Deux mois après Nicolas Sarkozy, son ancien trésorier Eric Woerth a été mis en examen à son tour mardi par les juges, qui enquêtent sur les soupçons de financement libyen de la campagne présidentielle victorieuse de 2007.
Les ennuis judiciaires rattrapent l'ex-ministre de droite, qui était revenu au premier plan après avoir été blanchi par la justice dans l'affaire Bettencourt et celle de l'hippodrome de Compiègne après cinq années de combats.
"Nous lui réaffirmons notre confiance ainsi que notre amitié alors qu'il clame son innocence", a réagi dans un communiqué son parti, Les Républicains (LR, ex-UMP).
Convoqué mardi matin chez les juges du pôle financier du tribunal de Paris, l'actuel président de la commission des finances de l'Assemblée nationale s'est vu notifier sa mise en examen pour "complicité de financement illégal de campagne" en tant que trésorier à l'époque, a annoncé à l'AFP son avocat.

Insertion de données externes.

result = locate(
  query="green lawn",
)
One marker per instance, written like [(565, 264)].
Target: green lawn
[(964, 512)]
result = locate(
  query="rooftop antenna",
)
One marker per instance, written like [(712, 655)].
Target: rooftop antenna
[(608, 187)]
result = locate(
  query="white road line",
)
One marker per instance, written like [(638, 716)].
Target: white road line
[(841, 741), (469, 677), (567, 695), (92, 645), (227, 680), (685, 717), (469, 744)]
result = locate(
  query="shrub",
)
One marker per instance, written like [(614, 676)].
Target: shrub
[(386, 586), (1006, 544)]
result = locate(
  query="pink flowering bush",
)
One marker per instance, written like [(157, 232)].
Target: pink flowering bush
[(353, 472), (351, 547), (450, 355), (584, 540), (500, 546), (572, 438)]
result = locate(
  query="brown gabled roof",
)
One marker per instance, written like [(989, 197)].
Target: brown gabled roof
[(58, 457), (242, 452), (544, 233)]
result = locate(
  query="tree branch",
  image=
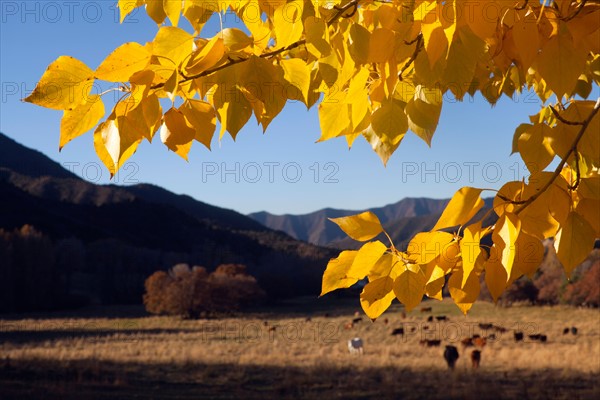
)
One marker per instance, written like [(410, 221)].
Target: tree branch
[(560, 166), (339, 14)]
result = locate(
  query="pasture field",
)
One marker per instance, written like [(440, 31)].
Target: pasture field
[(278, 353)]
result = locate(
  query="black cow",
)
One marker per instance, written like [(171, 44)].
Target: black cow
[(451, 355), (398, 331)]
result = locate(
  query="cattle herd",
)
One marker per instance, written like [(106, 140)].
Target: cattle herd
[(475, 343)]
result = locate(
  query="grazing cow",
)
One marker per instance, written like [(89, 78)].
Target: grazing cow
[(574, 330), (451, 355), (518, 336), (475, 358), (398, 331), (355, 346), (479, 342)]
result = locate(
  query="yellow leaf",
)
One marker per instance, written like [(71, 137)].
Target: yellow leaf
[(172, 44), (535, 149), (366, 259), (233, 109), (127, 6), (530, 254), (176, 134), (360, 46), (334, 119), (574, 241), (470, 249), (409, 288), (464, 295), (589, 209), (462, 207), (542, 217), (513, 191), (527, 39), (208, 57), (155, 10), (297, 74), (427, 246), (235, 40), (505, 237), (66, 83), (383, 267), (361, 227), (383, 147), (200, 116), (381, 47), (389, 120), (377, 296), (560, 63), (335, 275), (495, 273), (77, 121), (288, 22), (172, 9), (113, 147), (423, 112)]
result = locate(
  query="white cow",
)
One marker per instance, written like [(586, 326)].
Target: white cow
[(355, 346)]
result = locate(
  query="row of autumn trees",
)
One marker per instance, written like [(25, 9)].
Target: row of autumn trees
[(194, 292)]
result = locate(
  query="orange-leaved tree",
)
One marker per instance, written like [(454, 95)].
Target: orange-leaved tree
[(379, 68)]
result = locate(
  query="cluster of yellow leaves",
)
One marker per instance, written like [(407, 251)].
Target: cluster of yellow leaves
[(380, 68)]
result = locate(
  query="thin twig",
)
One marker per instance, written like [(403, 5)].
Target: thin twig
[(560, 166), (561, 119), (230, 62), (577, 11), (413, 57)]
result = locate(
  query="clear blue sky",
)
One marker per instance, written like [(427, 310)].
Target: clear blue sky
[(470, 148)]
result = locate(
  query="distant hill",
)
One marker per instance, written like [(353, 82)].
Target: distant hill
[(127, 233), (317, 229)]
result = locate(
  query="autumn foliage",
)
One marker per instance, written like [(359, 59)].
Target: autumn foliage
[(379, 69), (193, 292)]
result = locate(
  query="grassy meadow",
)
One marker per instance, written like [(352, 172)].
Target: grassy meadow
[(281, 352)]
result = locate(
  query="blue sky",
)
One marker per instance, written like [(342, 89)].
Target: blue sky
[(283, 171)]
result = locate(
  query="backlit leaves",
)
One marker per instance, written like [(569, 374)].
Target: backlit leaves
[(361, 227), (378, 69)]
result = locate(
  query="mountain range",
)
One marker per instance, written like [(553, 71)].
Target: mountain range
[(401, 220), (122, 234)]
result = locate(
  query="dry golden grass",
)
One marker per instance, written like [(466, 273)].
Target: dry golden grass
[(164, 357)]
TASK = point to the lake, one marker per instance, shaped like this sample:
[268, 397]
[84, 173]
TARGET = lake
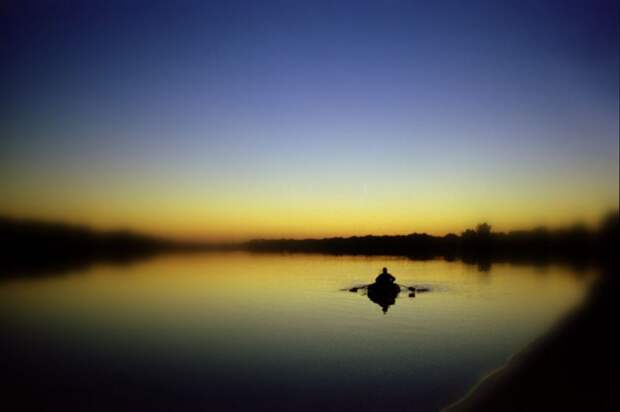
[240, 331]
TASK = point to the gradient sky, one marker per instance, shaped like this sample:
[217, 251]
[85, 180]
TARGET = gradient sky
[293, 118]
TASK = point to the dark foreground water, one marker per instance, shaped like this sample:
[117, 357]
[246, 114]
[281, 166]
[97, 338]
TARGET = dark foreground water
[269, 332]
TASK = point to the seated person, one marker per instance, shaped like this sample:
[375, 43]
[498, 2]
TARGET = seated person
[385, 277]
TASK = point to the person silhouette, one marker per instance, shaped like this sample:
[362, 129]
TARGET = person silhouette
[385, 277]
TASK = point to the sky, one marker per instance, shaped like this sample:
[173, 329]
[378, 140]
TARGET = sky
[308, 118]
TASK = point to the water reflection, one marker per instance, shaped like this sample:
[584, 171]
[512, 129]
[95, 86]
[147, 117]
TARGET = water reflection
[276, 328]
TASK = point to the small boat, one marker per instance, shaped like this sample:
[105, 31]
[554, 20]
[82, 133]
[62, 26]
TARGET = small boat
[385, 289]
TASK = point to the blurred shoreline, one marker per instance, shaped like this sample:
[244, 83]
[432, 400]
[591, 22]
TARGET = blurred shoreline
[574, 367]
[33, 248]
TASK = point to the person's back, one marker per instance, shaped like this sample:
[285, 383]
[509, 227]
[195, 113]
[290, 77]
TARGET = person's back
[385, 277]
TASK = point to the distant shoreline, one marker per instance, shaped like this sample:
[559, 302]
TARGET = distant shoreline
[34, 247]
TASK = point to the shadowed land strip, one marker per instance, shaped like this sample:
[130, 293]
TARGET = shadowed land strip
[573, 368]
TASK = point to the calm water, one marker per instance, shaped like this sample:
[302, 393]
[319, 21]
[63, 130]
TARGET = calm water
[241, 331]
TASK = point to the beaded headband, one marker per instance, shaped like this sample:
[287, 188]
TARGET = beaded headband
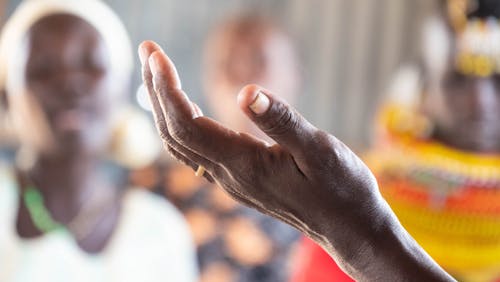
[477, 40]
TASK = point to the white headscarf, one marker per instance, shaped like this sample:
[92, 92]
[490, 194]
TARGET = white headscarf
[134, 142]
[95, 12]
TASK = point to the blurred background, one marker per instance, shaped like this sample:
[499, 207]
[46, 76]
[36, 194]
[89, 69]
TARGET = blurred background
[348, 48]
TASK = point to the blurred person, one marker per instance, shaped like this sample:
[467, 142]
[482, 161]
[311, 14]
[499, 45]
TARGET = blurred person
[307, 179]
[235, 243]
[65, 69]
[437, 150]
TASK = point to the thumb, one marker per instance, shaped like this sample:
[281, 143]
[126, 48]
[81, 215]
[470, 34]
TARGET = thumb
[277, 119]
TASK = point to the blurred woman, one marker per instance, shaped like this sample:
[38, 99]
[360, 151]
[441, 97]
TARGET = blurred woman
[65, 67]
[437, 151]
[235, 243]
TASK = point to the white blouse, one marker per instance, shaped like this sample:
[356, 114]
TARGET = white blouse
[151, 243]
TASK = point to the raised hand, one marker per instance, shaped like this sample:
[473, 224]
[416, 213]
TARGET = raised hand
[308, 179]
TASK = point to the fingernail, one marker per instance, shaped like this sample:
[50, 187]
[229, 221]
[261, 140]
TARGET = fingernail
[153, 64]
[143, 53]
[261, 104]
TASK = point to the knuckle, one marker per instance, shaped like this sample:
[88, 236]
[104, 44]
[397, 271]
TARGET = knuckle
[283, 121]
[180, 132]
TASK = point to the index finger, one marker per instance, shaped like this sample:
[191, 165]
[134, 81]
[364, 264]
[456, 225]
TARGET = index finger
[202, 135]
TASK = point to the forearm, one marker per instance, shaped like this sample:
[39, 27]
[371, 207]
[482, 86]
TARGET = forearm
[382, 250]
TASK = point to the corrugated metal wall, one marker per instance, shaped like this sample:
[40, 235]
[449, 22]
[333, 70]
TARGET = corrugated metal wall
[349, 48]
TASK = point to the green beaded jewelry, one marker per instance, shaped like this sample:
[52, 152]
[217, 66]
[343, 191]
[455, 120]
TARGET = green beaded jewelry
[34, 202]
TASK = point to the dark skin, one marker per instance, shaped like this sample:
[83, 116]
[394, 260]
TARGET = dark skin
[67, 74]
[309, 179]
[465, 110]
[474, 113]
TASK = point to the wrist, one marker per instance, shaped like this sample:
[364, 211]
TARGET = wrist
[374, 246]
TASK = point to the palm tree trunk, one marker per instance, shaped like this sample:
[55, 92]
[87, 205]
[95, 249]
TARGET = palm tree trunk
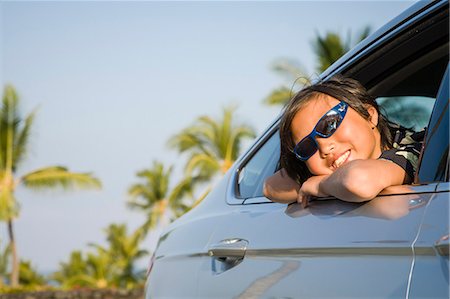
[15, 260]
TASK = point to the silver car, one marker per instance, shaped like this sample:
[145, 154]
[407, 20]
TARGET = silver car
[238, 244]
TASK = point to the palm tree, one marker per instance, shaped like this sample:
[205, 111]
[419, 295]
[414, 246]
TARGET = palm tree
[29, 276]
[332, 46]
[14, 137]
[4, 261]
[154, 196]
[111, 266]
[212, 145]
[327, 49]
[124, 250]
[73, 273]
[293, 72]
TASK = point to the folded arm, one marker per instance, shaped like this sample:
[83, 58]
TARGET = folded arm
[356, 181]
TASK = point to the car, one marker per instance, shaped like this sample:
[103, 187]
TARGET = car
[239, 244]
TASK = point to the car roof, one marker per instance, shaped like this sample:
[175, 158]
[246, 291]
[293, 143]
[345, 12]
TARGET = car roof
[397, 23]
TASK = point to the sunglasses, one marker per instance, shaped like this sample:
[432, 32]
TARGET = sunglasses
[325, 127]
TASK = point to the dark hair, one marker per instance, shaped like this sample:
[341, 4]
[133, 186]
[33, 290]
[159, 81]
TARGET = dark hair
[340, 88]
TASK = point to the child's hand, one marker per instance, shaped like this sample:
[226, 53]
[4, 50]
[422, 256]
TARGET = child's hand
[310, 188]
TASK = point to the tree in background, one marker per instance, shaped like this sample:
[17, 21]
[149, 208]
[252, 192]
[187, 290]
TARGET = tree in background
[4, 262]
[29, 276]
[332, 46]
[327, 49]
[111, 266]
[14, 136]
[154, 196]
[212, 145]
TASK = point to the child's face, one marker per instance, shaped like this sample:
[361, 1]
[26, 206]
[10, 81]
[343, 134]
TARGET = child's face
[354, 139]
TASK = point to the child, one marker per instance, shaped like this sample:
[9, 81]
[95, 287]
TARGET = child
[335, 142]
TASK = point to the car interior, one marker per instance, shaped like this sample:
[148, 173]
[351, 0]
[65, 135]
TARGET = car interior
[404, 75]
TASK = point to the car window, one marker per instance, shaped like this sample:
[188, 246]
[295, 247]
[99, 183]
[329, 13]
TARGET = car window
[409, 111]
[404, 73]
[260, 166]
[434, 164]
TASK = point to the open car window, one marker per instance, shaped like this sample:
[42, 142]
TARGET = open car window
[411, 112]
[404, 73]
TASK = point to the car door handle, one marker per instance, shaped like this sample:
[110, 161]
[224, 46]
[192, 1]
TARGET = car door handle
[442, 246]
[229, 250]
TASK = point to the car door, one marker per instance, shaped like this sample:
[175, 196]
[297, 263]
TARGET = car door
[334, 248]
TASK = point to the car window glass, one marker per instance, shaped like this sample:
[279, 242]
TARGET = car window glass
[435, 158]
[409, 111]
[261, 165]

En cause? L'"ampleur de la circulation d'espèces" au QG de campagne de Nicolas Sarkozy, que la police anticorruption de l'Oclciff avait pointé du doigt dans un rapport de septembre 2017.
Peu satisfaits des justifications avancées, les trois juges, Serge Tournaire à leur tête, font un lien entre ces sommes en liquide et celles qui auraient été versées au camp Sarkozy par le régime de Khadafi, comme l'affirment d'anciens dignitaires libyens et le sulfureux intermédiaire Ziad Takieddine.
En novembre 2016, M. Takieddine, lui-même poursuivi dans ce dossier, avait affirmé avoir remis, entre fin 2006 et début 2007, cinq millions d'euros à M. Sarkozy, alors ministre de l'Intérieur, et à Claude Guéant, son directeur de cabinet à l'époque.
Ces accusations ont valu à M. Sarkozy une garde à vue retentissante, conclue par sa mise en examen, le 21 mars pour "corruption passive", "financement illégal de campagne électorale" et "recel de détournement de fonds publics libyens". Mais l'ancien président a toujours vigoureusement contesté avoir reçu des fonds de Kadhafi, chassé du pouvoir et tué en 2011.
Claude Guéant est lui aussi mis en examen dans cette affaire tentaculaire, dont ce nouvel épisode intervient le jour d'une conférence internationale à Paris pour tenter de sortir la Libye du chaos.
Quant à Eric Woerth, sa mise en cause "se fonde sur l'identification de sommes en espèces, très faibles pour ne pas dire dérisoires au regard du coût d'une campagne présidentielle", a commenté Me Jean-Yves Leborgne.
Selon l'avocat, l'ancien ministre du Budget se voit reprocher "moins de 4.000 euros" de remboursements aux collaborateurs pendant la campagne et des gratifications "de l'ordre de 7.000 euros" versées après l'élection.
Interrogés l'an dernier par les enquêteurs, Eric Woerth et Vincent Talvas, son trésorier adjoint, avaient répondu que l'argent provenait de dons anonymes déposés à l'accueil de l'UMP ou du QG de campagne, voire envoyés par courrier, pour un montant global compris entre 30.000 et 35.000 euros.
Une explication jugée "captieuse" par les policiers et démentie par certains témoignages des anciens employés concernés.
- Prescription -
Les déclarations des deux hommes allaient aussi à l'encontre de leurs propos tenus dans l'affaire Bettencourt, procédure dans laquelle ils avaient contesté toute circulation d'espèces pendant la campagne présidentielle 2007.
Eric Woerth "affirme avec vigueur – ce que le dossier ne contredit pas - qu'il n'a rien à voir avec +l'affaire libyenne+", affirme Me Leborgne.
Invoquant la jurisprudence, l'avocat assure que les gratifications post-élection ne font "pas partie des frais de campagne" et souligne que, dans le cadre de l'affaire Bettencourt, le parquet de Bordeaux avait estimé les éventuelles infractions prescrites.
Ouvertes en 2013, les investigations sur la campagne victorieuse de Nicolas Sarkozy ont suivi les révélations de Médiapart un an plus tôt, qui avait fait état d'une note attribuée à l'ex-chef des services secrets extérieurs libyens. Si les investigations ont permis de recueillir plusieurs témoignages, elles se heurtent toutefois à l'absence de preuves formelles.
Mais les juges espèrent encore entendre deux personnages clés de l'affaire: l'ancien grand argentier de Mouammar Kadhafi, Bachir Saleh, réfugié en Afrique du Sud où il a fait valoir son droit au silence, et l'homme d'affaires Alexandre Djouhri. Ce dernier, arrêté à Londres en janvier, fait l'objet d'une procédure d'extradition.